De todas formas seguí sintiéndome un advenedizo tratando de abrirme camino en un mundo en el que todos se conocían. Yo provinciano llegué a una capital donde destacaban hombres de primera línea en una época de oro de la historia y la antropología. Donde quiera que volteaba uno encontraba a un Paul Kirchhoff, a Wigberto Jiménez Moreno, a Mauricio Swadesh o Juan Comas. Por el lado de la historia nada menos que Wenceslao Roses; por el de la filosofía Adolfo Sánchez Vázquez… hombres que lo deslumbraban a uno, que no nada más tenían mucha fama sino muchos vínculos entre sí. Eso hacía del medio científico uno muy especial.
Había otra gran ventaja de aquellos días a los actuales: existía un verdadero sentido de la colaboración, antes de que hubiera políticas científicas que nos dañaron mucho; políticas que no nacieron en el seno de la comunidad académica sino en el de la familia política. Se trató de implementar una idea mercantil de competencia. Se estimaba que la ciencia se hacía con genios que trataban de alcanzar todos el primer lugar, como si fueran comerciantes de papas o de calcetines. No se comprendió que la ciencia se hace con colaboración de académicos.
Entonces se implantaron sistemas que sirvieron para el control de gente latosa como somos los universitarios: se inventó el CONACYT (Consejo Nacional de Ciencia y Teconología), se inventó el SNI (Sistema Nacional de Investigadores) y con el SNI todos los investigadores tenemos que sujetarnos a reglas que supuestamente persiguen nada más la carrera hacia la excelencia. Pero eso no es lo único que se controla a través de un SNI.

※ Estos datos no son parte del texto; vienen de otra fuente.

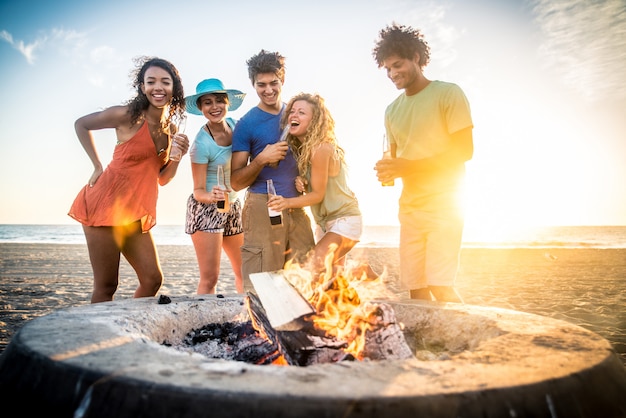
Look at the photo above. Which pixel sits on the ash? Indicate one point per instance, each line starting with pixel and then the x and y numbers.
pixel 237 341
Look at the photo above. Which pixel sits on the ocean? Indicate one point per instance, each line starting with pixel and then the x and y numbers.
pixel 373 236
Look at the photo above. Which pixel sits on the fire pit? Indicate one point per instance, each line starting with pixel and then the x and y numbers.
pixel 114 359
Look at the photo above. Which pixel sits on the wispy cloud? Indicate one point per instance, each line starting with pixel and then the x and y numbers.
pixel 76 48
pixel 27 50
pixel 584 42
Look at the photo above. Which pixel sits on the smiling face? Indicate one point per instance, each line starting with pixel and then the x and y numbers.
pixel 268 87
pixel 158 86
pixel 214 107
pixel 300 117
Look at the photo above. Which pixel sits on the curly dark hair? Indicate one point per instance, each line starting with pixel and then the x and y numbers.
pixel 266 62
pixel 403 41
pixel 140 102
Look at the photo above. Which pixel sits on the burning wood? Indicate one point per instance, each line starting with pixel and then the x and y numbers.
pixel 284 305
pixel 339 328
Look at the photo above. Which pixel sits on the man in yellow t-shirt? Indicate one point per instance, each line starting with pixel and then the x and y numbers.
pixel 429 127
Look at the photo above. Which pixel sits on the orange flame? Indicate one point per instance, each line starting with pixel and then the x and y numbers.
pixel 340 297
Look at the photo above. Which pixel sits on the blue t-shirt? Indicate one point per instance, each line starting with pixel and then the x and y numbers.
pixel 204 150
pixel 253 132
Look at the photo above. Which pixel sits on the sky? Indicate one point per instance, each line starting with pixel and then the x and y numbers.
pixel 544 78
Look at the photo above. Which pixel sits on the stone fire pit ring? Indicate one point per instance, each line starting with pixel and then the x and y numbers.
pixel 108 359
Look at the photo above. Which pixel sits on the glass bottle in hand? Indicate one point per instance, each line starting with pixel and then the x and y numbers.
pixel 387 155
pixel 175 152
pixel 276 218
pixel 223 206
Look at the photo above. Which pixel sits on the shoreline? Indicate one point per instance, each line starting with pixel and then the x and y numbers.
pixel 584 286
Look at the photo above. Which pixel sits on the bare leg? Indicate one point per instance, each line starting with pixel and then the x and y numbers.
pixel 208 248
pixel 331 242
pixel 104 255
pixel 141 253
pixel 445 294
pixel 232 246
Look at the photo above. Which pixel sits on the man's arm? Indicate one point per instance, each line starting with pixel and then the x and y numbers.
pixel 243 174
pixel 462 150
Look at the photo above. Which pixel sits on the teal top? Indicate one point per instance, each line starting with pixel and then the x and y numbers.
pixel 339 200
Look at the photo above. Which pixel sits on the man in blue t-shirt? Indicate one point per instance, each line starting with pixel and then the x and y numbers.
pixel 258 156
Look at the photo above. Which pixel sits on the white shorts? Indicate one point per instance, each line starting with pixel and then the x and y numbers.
pixel 350 227
pixel 429 250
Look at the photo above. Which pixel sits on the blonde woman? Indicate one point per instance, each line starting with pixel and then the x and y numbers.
pixel 323 179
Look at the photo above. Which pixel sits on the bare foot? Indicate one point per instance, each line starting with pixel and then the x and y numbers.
pixel 423 293
pixel 445 294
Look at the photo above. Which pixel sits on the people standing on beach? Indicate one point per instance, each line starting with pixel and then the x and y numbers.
pixel 214 210
pixel 429 127
pixel 258 156
pixel 117 207
pixel 323 180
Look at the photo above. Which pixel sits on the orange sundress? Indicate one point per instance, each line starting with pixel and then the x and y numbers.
pixel 128 188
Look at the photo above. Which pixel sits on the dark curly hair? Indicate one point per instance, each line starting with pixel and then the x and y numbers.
pixel 266 62
pixel 403 41
pixel 140 102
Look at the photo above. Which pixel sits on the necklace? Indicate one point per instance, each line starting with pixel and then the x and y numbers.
pixel 211 133
pixel 209 129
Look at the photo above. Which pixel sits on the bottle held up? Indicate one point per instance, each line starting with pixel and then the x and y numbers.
pixel 175 152
pixel 223 206
pixel 276 218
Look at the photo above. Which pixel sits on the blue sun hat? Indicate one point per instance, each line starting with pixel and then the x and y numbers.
pixel 213 85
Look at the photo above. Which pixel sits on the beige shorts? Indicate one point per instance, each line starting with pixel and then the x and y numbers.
pixel 350 227
pixel 430 246
pixel 268 247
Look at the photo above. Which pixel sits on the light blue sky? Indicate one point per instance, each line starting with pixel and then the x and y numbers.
pixel 544 79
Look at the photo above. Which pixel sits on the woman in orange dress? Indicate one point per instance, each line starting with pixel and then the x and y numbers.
pixel 117 208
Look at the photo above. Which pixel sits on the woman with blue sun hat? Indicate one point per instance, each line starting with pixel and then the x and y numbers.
pixel 214 213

En segundo lugar se centralizó el recurso de investigación para manejarlo desde el CONACYT. Aun cuando eso tiene algunos efectos positivos en el sentido de que el presupuesto se distribuye de una manera más justa, esa decisión provocó que se metiera en las cabezas de los investigadores que éramos individuos que perseguíamos una posición mediante la ley de la competencia. Eso acabó con la colaboración. La forma de entrar al juego es con la ley del garrote y la zanahoria: trabajas en tal cosa y te dan tantos puntos que representan tanto dinero, ¿no lo haces? te retiran aquello. Eso provoca una carrera de simulaciones, pues se acaban los proyectos de largo aliento, porque no es igual hacer un libro en diez años que hacer un libro cada año y que te dé más puntos.
Antes hubo condiciones mucho más abiertas para hacer una carrera verdaderamente científica. El SNI tiene sus ventajas pero también enormes desventajas. Con el nuevo régimen tienes que hacer todo y tienes que llevarlo pareado: ¿cuántas tesis diriges, cuántas son de licenciatura, cuántas son de doctorado, o de maestría, cuántas conferencias diste, cuántos libros escribiste o cuántos artículos, qué clases diste…? Cuando uno tiene que atender mil foros, congresos, reuniones de todo tipo, incluso participación administrativa (que en algunos casos cuenta) se vuelve uno un saltimbanqui: ver que no falle ni un flanco porque por ahí te puedes perjudicar.
*Entrevista publicada en la revista digital Correo del Libro (www.correodellibro.com.mx) de Conaculta – Educal.